In the years that followed, Cox prepared an extensive body of additional folk songs for publication. These materials remained in manuscript until they were published in 1939 by the National Service Bureau in two mimeographed volumes: Traditional Ballads Mainly From West Virginia, and Folk-Songs Mainly From West Virginia. Cox died in Morgantown and is buried in the East Oak Grove Cemetery on Dorsey Avenue.

-Authored by John Cuthbert

The West Virginia Folklore Society was founded in Morgantown, July 15, 1915, by John Harrington Cox and Robert Allen Armstrong of West Virginia University and Walter Barnes of Fairmont State Normal School (now Fairmont State University). The society, which was one of the earliest state folklore societies in America, remained active until 1917, mainly collecting traditional ballads and songs that were later published in Cox's book, Folk-Songs of the South (1925). Cox was the society's first president.

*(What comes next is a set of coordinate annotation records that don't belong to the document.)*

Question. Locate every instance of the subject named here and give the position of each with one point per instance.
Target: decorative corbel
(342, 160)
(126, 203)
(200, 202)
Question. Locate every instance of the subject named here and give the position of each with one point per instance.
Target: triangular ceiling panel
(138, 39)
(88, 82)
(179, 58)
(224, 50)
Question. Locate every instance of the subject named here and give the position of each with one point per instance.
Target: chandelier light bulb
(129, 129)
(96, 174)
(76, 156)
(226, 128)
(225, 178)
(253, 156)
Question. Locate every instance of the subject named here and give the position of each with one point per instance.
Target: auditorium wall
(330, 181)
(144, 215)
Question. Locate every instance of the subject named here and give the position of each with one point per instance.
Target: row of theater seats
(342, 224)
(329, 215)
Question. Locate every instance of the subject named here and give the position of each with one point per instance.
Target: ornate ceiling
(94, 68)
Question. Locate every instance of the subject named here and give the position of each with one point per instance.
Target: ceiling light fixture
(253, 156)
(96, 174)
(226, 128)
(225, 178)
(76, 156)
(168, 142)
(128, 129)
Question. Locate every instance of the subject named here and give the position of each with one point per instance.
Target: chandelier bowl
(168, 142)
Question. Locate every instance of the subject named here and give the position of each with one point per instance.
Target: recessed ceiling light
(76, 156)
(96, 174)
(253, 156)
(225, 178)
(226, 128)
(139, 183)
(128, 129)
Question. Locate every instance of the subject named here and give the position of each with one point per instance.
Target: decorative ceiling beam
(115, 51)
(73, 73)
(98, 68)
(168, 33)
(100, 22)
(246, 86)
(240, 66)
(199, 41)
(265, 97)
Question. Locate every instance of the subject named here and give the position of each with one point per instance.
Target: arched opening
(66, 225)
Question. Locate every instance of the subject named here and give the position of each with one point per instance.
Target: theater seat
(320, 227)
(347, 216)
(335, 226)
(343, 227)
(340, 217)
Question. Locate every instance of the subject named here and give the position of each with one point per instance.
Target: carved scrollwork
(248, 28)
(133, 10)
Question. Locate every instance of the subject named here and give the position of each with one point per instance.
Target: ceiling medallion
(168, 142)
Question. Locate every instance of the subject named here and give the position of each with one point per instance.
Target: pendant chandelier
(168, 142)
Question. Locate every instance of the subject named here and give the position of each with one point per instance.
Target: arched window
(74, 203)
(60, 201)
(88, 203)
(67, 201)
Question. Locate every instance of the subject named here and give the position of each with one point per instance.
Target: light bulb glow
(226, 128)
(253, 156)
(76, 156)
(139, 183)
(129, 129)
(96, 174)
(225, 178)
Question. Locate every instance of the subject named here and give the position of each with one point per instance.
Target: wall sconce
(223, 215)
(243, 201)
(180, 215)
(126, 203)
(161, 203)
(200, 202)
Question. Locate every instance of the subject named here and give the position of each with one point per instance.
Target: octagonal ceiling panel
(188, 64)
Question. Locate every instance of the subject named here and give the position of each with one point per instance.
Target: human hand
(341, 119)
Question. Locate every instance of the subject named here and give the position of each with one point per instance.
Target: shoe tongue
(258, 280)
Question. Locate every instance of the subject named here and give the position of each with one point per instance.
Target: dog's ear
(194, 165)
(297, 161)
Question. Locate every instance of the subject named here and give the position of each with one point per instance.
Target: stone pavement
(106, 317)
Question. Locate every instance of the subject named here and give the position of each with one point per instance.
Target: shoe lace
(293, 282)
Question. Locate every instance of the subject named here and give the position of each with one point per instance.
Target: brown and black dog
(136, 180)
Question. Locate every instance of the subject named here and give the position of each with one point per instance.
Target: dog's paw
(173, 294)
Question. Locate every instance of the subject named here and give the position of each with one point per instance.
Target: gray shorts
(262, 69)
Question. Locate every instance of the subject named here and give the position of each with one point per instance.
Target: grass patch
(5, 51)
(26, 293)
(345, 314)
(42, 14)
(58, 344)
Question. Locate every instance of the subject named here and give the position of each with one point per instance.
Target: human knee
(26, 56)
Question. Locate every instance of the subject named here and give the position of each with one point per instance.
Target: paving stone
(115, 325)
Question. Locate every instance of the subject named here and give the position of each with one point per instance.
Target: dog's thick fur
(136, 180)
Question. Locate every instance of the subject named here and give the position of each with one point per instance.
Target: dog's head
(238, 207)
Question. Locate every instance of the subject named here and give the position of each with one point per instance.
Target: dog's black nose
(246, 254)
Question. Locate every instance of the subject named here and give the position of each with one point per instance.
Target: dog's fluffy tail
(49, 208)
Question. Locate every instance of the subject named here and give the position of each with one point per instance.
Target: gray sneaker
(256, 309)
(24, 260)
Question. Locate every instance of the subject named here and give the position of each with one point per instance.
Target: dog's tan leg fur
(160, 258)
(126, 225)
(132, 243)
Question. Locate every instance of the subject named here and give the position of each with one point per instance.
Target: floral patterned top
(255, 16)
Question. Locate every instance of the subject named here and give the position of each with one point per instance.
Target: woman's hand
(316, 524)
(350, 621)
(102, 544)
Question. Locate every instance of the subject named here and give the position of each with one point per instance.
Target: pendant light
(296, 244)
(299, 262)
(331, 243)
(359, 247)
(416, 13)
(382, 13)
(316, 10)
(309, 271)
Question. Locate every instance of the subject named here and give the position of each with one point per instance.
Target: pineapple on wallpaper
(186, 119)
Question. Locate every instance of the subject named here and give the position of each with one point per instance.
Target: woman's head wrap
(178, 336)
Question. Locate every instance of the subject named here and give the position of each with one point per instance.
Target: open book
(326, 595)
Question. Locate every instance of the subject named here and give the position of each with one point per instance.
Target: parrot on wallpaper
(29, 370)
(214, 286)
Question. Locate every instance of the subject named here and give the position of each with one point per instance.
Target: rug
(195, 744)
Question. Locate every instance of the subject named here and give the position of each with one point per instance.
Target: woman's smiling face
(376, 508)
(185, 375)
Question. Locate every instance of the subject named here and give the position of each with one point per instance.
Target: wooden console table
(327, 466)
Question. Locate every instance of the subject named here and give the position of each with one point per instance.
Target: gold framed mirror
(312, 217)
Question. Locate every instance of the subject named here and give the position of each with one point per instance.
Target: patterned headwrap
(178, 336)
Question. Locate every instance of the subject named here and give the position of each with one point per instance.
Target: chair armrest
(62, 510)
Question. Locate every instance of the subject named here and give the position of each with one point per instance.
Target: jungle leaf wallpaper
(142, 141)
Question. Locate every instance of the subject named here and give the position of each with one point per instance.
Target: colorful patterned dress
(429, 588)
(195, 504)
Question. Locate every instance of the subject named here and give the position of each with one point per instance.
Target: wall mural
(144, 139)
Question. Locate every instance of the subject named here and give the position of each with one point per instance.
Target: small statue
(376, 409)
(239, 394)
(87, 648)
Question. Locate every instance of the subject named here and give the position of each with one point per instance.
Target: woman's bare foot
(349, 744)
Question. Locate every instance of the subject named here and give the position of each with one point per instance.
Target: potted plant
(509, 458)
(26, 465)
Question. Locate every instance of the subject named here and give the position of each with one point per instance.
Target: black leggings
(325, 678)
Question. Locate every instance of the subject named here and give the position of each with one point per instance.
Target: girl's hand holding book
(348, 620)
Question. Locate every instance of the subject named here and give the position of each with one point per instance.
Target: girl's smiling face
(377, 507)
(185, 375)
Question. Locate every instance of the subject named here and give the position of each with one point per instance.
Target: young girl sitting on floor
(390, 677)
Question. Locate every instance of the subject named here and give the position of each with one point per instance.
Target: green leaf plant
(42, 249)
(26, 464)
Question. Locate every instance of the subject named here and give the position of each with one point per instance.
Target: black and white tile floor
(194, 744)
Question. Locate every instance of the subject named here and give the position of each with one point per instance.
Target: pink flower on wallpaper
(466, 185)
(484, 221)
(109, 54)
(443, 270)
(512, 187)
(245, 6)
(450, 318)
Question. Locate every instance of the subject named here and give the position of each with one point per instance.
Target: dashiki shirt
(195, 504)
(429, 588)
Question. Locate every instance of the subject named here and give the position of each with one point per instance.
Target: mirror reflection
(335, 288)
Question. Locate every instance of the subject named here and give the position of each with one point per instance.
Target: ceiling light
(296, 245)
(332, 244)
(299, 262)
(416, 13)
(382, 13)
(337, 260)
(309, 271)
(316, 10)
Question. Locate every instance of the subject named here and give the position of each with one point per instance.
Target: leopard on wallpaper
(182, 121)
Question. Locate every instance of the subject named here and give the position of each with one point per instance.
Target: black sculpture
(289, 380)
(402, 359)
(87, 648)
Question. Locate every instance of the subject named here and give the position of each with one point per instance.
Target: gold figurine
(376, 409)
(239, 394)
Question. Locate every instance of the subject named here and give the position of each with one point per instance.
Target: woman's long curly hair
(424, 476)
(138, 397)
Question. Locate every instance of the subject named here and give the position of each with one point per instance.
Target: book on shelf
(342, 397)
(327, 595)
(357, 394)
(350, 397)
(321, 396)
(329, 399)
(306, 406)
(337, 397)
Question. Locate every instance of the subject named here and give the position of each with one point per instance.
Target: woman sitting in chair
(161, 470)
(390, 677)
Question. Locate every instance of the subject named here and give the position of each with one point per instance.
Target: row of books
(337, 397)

In 1950, Barnes, along with Patrick Gainer of WVU and Ruth Ann Musick of Fairmont State College, revived the society. As president in 1951, Barnes encouraged the establishment of West Virginia Folklore, the official publication of the society, which Musick edited until 1967. Gainer was president from 1959 to 1964 and directed the society's participation in the 1963 West Virginia Centennial, including publication of a song book, The West Virginia Centennial Song Book of 100 Songs.

The society operated intermittently in later years, with Gainer spearheading revivals during spring meetings at West Virginia University in 1970 and at Fairmont State in 1974. West Virginia Folklore continued to be published annually at Fairmont State until 1980. After 13 years of dormancy, in 1993, West Virginia Folklore was reissued under a new format and title, Traditions: A Journal of West Virginia Folk Culture and Educational Awareness, and is published annually at Fairmont State University. In 1998, the Folklore Society evolved into the Frank and Jane Gabor West Virginia Folklife Center at Fairmont State University, which houses the archives of the society.

— Authored by Judy Prozzillo Byers

Of particular relevance to this Folk Music of the Southern West Virginia Coalfields project is Cox's work in Logan, WV.   While Cox did not travel to Logan, he corresponded with local singer, Decker Toney, who supplied Cox with lyrics to a few songs.  Perhaps more important than the lyrics he supplied was the connection to his aunt, Kathryn Belle ' Kate Moore Toney.   When Louis Watson Chappell traveled to Logan in August of 1940, he sought out Kate and recorded her singing 79 songs--a literal treasure trove of material that is a pillar of Chappell's decades-long work across West Virginia.